This topic describes queries based on primary keys, global secondary indexes, and search indexes in detail.

Primary key-based queries

Primary key-based queries use the GetRow and GetRange operations. The filter feature is used to query data in the attribute columns. However, this feature affects performance when a large amount of data exists and the entire table is scanned. In actual business scenarios, primary key-based queries cannot meet requirements. The filter feature affects efficiency when a large amount of data exists. Tablestore provides global secondary indexes and search indexes to address the deficiencies of primary key-based queries. This topic analyzes the differences between global secondary indexes and search indexes to help you choose the one that suits your business.

Global secondary index-based queries

After a global secondary index is created for a base table, an index table is created for the base table. The model of an index table is the same as that of the base table. The index table provides another sorting method for the base table: Filtering conditions are predefined to distribute data and improve the efficiency of data queries. The index table uses a primary key column, a primary key column range, and the range of prefixes of the primary key to query data. To ensure the uniqueness and consistency of primary key columns between the index table and base table, the global secondary index adds the primary key columns of the base table to the index table.

Search index-based queries

The underlying logic of search index adds inverted indexes and column-oriented storage to support multiple query methods such as Boolean query, wildcard query, geo-distance query, and full-text search. Search index provides multiple query conditions to query data in multiple dimensions.

Determine whether to use an index

  • An index is not required
    • There is no need to create an index if primary key-based queries can meet your business requirements.
    • To specify a range to filter data, use the filter feature if the amount of data within the range is small or queries per second (QPS) is low. In this case, you do not need to create an index.
    • When you perform a complex query for your business that features low QPS and is insensitive to latencies, you can use Data Lake Analytics (DLA) to access Tablestore and use SQL statements to query data in Tablestore.
  • Use global secondary index or search index

    A global secondary index is an index table that is similar to a base table. Global secondary index provides another mode that uses a primary key-based query method to distribute data. One index supports a type of query conditions. You can pre-define query conditions of this type to improve query efficiency. An index table and its base table can support the same amount of data. Additionally, hashing is also a consideration during the design of primary keys of global secondary index.

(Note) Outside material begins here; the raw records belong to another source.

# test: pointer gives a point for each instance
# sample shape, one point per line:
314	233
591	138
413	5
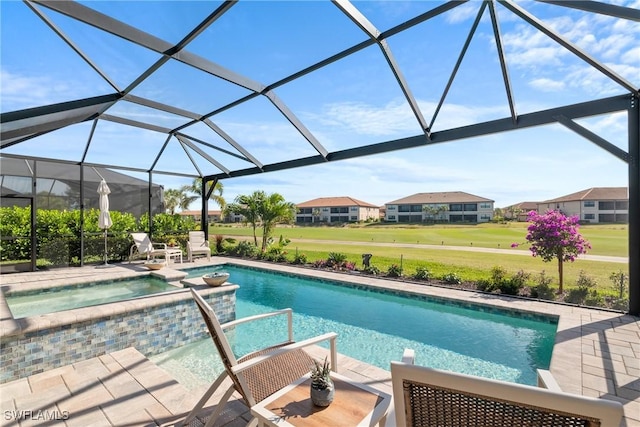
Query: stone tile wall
152	325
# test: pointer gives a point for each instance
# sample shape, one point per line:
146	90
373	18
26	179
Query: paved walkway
597	353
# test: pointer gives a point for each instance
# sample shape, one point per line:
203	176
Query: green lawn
606	240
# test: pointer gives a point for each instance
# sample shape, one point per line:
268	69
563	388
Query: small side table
174	253
354	404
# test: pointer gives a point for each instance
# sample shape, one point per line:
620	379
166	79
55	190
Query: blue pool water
376	327
32	303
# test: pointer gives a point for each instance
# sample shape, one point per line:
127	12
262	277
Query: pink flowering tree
554	235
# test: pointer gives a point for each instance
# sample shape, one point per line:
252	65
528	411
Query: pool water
32	303
376	328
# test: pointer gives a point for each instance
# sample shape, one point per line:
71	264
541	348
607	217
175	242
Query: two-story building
454	206
336	209
598	204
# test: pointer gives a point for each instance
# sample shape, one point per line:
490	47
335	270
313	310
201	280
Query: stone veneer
151	324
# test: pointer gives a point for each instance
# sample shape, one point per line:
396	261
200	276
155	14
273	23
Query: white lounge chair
259	374
142	246
430	397
197	245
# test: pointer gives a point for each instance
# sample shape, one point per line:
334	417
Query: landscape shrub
372	269
245	249
452	279
584	292
299	258
543	289
422	273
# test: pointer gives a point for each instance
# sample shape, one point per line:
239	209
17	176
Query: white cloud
547	85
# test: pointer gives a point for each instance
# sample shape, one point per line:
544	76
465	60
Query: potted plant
322	388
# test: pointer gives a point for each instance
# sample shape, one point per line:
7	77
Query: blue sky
350	103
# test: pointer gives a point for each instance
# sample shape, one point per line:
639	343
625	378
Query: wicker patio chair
143	246
197	245
259	374
430	397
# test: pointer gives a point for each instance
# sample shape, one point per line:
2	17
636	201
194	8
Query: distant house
599	204
336	209
454	206
520	210
212	216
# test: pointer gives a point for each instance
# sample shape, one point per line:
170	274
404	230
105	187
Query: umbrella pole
105	246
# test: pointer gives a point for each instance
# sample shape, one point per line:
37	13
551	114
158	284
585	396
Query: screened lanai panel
169	21
121	61
124	145
39	68
259	127
297	35
188	88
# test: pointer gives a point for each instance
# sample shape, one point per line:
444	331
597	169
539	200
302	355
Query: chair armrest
546	380
409	356
330	336
287	311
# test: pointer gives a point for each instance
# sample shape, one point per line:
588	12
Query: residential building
454	206
519	211
336	209
595	205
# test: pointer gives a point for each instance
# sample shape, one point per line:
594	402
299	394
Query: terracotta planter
215	279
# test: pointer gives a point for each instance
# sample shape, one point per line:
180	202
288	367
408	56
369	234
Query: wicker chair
197	245
257	375
143	246
430	397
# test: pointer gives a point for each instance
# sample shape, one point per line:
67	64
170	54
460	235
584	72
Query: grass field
609	240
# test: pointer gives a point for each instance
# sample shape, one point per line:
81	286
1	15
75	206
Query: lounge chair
259	374
197	245
142	246
429	397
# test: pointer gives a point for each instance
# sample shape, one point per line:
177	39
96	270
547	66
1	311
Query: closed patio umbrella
104	220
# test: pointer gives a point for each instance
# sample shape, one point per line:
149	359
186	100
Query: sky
352	102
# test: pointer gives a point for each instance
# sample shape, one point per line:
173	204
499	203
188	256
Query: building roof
325	202
595	193
198	212
525	206
442	197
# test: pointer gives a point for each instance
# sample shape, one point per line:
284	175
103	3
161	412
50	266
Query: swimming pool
51	300
376	327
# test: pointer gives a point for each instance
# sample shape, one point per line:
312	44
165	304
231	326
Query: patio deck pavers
597	353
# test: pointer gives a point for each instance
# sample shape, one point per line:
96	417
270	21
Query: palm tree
274	209
216	194
267	210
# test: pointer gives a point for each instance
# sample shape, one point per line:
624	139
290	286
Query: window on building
606	218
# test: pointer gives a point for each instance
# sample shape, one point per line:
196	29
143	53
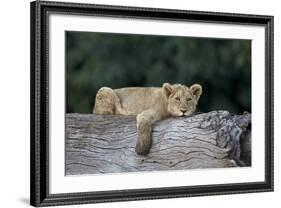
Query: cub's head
181	100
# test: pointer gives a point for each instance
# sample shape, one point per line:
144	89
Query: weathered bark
106	143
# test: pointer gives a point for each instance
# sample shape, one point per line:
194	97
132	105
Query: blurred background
221	66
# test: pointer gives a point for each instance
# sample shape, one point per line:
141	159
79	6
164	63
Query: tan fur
148	104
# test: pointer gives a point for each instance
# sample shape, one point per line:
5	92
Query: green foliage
221	66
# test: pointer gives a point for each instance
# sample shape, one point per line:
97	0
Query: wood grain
106	144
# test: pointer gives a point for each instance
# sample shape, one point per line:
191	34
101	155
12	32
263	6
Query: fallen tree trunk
106	143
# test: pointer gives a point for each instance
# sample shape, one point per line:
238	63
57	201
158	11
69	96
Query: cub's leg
144	125
107	102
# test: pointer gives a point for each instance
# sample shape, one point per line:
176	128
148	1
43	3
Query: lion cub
148	104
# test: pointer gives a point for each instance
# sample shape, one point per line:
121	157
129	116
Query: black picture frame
39	156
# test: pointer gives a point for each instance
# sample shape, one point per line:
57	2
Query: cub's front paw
143	146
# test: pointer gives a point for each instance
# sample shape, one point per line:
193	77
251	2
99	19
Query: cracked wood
106	143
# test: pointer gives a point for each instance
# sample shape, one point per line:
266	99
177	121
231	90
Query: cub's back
138	99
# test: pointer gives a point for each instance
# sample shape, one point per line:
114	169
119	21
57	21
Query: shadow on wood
106	143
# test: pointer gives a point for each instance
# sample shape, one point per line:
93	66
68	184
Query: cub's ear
196	90
168	89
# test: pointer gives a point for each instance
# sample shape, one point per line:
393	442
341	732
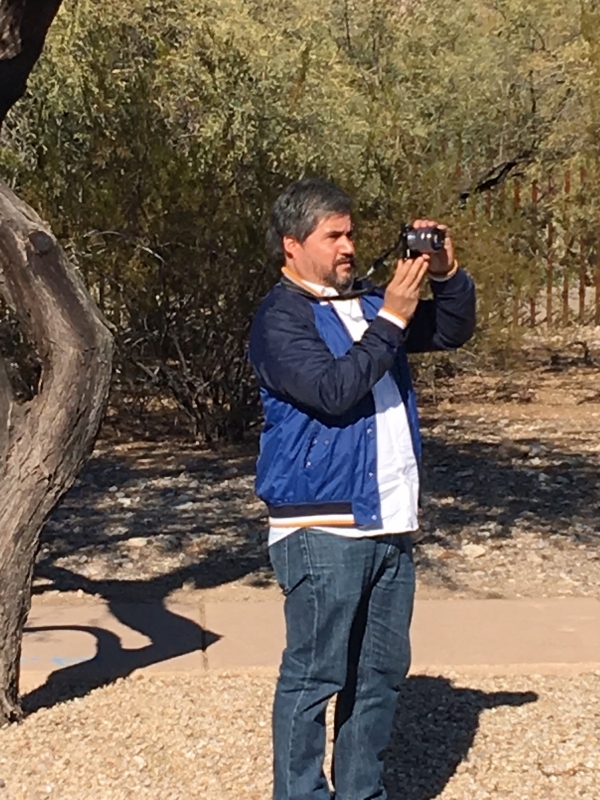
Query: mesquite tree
43	442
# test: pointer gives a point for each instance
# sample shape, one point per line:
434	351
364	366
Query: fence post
532	304
582	266
516	298
597	282
565	292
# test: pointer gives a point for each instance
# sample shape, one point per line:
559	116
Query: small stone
471	550
136	541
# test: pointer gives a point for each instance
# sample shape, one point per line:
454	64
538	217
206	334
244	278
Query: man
338	470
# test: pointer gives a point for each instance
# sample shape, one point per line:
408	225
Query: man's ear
291	246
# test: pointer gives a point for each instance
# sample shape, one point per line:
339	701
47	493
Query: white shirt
397	469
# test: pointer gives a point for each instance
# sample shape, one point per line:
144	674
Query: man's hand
403	291
441	262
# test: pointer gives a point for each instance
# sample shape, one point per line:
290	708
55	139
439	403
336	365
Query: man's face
327	255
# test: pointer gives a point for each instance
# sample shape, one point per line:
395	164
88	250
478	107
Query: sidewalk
86	641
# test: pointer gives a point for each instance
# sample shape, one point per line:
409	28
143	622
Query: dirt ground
511	504
511	508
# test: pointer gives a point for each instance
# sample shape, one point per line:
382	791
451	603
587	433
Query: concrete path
88	641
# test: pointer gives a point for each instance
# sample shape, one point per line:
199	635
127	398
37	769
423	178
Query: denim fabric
348	606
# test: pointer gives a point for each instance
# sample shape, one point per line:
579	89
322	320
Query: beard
341	284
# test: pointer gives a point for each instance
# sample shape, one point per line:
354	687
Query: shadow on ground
434	729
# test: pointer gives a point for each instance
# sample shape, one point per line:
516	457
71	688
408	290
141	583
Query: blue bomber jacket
318	450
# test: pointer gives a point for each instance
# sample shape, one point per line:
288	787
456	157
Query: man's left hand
442	262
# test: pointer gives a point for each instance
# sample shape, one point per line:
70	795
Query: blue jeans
348	606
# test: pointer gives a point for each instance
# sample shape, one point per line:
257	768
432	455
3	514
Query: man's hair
299	209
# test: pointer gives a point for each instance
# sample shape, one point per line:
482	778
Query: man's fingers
410	273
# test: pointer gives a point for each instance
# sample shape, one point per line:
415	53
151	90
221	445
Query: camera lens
425	240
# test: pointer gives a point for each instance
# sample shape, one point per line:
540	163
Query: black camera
414	242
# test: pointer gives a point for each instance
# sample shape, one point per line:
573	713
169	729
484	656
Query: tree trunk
43	443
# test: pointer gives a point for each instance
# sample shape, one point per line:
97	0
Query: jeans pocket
289	561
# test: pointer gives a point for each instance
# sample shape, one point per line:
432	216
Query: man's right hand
403	291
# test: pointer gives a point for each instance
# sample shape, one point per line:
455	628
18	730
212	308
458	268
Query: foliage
157	133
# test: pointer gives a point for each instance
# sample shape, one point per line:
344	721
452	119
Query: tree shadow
193	512
434	729
170	634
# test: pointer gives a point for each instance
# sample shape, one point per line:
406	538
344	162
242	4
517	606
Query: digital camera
416	241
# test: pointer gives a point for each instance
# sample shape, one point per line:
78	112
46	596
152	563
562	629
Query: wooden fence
571	294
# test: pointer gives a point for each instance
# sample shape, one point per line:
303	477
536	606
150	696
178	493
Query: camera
415	241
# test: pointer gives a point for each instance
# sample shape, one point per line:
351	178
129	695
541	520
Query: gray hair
299	209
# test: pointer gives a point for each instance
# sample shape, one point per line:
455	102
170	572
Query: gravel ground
208	738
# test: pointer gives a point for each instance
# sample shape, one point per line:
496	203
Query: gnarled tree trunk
44	442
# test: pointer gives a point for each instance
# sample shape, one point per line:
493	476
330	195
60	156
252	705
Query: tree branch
23	28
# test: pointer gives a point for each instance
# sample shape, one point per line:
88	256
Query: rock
136	541
471	550
185	506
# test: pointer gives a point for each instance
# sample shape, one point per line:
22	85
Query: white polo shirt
397	469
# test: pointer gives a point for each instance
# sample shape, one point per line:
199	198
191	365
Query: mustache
346	260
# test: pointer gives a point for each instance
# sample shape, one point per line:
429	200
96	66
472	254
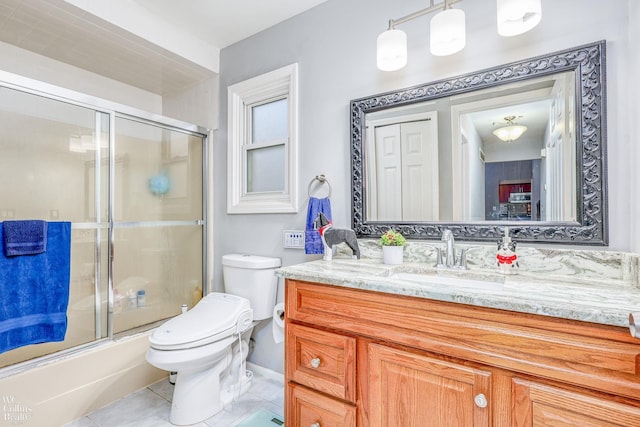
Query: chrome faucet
447	236
450	260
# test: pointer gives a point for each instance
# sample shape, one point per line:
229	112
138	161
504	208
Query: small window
262	143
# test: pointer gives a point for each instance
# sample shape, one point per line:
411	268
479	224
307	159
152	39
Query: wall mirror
522	144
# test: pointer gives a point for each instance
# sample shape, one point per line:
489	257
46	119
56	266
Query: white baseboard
265	372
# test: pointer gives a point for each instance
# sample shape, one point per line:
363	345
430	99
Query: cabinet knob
481	400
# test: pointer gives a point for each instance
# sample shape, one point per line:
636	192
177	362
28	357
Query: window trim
282	82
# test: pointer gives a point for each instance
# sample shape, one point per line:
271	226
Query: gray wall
334	45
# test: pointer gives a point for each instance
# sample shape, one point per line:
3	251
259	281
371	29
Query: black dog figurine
333	236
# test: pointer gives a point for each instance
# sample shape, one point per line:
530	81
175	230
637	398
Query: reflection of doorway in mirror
402	161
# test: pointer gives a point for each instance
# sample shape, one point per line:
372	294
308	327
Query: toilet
207	346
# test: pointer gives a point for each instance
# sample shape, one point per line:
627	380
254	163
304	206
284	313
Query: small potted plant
392	247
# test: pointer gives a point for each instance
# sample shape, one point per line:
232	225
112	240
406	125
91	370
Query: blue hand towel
34	292
24	237
312	239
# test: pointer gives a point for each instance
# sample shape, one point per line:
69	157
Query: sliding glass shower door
158	221
133	191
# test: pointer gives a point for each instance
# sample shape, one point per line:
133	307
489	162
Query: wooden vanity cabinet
363	358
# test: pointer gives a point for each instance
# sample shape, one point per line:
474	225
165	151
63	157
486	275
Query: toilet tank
252	277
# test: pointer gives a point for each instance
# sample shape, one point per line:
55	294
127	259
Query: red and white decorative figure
507	259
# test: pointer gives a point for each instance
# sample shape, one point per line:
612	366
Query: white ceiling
152	58
224	22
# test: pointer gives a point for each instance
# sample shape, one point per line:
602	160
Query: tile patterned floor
150	407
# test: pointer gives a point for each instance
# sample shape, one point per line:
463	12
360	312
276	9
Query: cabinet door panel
412	390
306	408
538	405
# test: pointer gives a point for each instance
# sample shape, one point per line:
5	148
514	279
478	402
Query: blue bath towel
312	239
24	237
34	292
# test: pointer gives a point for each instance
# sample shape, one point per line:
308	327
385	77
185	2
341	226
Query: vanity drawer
322	360
308	408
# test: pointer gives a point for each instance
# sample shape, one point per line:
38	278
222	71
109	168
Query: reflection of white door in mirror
402	165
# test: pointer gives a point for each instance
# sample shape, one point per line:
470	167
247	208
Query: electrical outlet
293	239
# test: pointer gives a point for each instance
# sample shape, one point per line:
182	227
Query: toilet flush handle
244	321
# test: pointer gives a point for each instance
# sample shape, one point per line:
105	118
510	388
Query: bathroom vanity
375	345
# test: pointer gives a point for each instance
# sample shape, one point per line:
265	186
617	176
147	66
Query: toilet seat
214	318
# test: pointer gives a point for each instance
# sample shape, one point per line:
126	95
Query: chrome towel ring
322	180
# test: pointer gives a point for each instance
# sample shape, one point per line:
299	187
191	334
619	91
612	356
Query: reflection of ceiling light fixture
511	131
447	29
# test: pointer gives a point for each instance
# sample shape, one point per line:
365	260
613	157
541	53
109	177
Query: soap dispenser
507	259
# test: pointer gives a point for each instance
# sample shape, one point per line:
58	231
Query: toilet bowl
208	345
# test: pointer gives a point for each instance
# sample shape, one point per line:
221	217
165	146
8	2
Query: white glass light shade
518	16
392	50
447	32
510	133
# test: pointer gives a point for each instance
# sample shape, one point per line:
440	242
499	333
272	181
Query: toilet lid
213	318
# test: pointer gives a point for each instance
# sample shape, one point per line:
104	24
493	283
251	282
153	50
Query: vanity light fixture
518	16
511	131
447	29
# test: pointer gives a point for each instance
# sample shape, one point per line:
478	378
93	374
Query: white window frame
280	83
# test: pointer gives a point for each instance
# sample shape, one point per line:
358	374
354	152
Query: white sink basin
458	282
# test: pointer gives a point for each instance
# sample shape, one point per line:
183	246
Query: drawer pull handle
481	400
315	363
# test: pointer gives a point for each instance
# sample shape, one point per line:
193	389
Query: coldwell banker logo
15	412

    A search index contains a combination of schemas. Each column supports schemas such as inverted indexes. You can sort query results based on one column. One search index can support multiple query methods. You do not need to create multiple search indexes for different query methods. Compared with global secondary index, search index also supports multiple query methods such as Boolean query, fuzzy query, full-index search, and geo query. Search indexes are less efficient than global secondary indexes when data is read in fixed order. The query efficiency of search index is related to the size of the entire table (inverted index-based length). When the data volume reaches at least 10 million rows of data, we recommend that you use RoutingKey to shard data. You can also use RoutingKey to reduce the amount of data involved in a query. In short, the data size affects query efficiency.